根本的な治療法は確立されていないとされています。
・抗てんかん薬
・副腎皮質ホルモン療法(ACTH療法など)
・原因に応じた治療
早期治療が重要とされ、発作の抑制と発達への影響軽減を目指します。
■⑥ 患者数

日本における正確な患者数は明確には分かっていませんが、小児てんかんの中で一定数みられる疾患とされています。

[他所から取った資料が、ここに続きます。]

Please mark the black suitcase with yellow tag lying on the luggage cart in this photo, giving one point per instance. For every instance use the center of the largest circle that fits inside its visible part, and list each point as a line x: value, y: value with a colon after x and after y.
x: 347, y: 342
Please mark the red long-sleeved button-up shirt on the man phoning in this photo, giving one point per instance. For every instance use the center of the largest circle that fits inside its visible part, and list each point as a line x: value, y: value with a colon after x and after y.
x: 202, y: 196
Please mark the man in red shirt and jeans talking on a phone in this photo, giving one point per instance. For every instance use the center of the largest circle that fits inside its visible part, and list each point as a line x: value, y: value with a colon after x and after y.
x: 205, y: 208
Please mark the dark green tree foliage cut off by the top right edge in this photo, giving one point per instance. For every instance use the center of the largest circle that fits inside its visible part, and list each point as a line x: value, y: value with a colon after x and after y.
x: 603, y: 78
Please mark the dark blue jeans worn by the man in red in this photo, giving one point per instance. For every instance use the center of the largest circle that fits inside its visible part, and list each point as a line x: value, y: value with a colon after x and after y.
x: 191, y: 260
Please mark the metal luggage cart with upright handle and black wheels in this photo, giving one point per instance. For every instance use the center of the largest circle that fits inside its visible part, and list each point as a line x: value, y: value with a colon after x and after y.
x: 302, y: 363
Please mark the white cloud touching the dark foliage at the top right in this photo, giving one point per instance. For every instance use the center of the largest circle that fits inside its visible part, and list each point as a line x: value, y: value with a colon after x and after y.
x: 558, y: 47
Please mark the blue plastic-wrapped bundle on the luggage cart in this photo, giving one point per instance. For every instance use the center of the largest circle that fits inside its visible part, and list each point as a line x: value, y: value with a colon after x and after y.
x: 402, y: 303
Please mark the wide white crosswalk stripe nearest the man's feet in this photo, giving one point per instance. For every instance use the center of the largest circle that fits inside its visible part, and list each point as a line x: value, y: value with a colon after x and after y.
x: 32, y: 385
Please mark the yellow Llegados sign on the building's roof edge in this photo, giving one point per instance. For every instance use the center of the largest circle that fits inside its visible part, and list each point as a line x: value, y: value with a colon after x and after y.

ウエスト症候群は、岡山県における小児てんかんの 疫学調査 から13歳以下の全小児てんかんの4.93%を占め、日本では少なくとも約4000人の患者がいると推測されます。
■⑦ 介護でできる支援

① 転倒・事故予防
・発作時に頭を打たないよう、床にマットを敷く
・ベッド周囲にクッションを設置し、安全を確保する
② 動作支援
・発作中は無理に動かさず、体を支えて安全を保つ
・発作後は状態を確認し、落ち着くまで見守る
③ 疲労管理
・体調や発作頻度に応じて活動量を調整する
・無理のない生活リズムを整える
④ 環境調整
・静かで落ち着いた環境を整え、刺激を減らす
・発作の時間や回数を記録し、医療と共有する
・服薬や治療の管理を確実に行う
⑤ 心理的サポート
・発達の変化に対する家族の不安に寄り添い、情報共有を行う
・小さな変化や成長を一緒に確認する
・長期的な支援体制を整える
■⑧ まとめ
・乳児期に発症するてんかん症候群
・点頭発作と発達への影響が特徴
・原因はさまざまで不明な場合もある
・早期治療が重要
・介護では発作対応と発達支援が重要
参考引用)公益財団法人、難病医学研究財団『難病情報センター』ホームページより。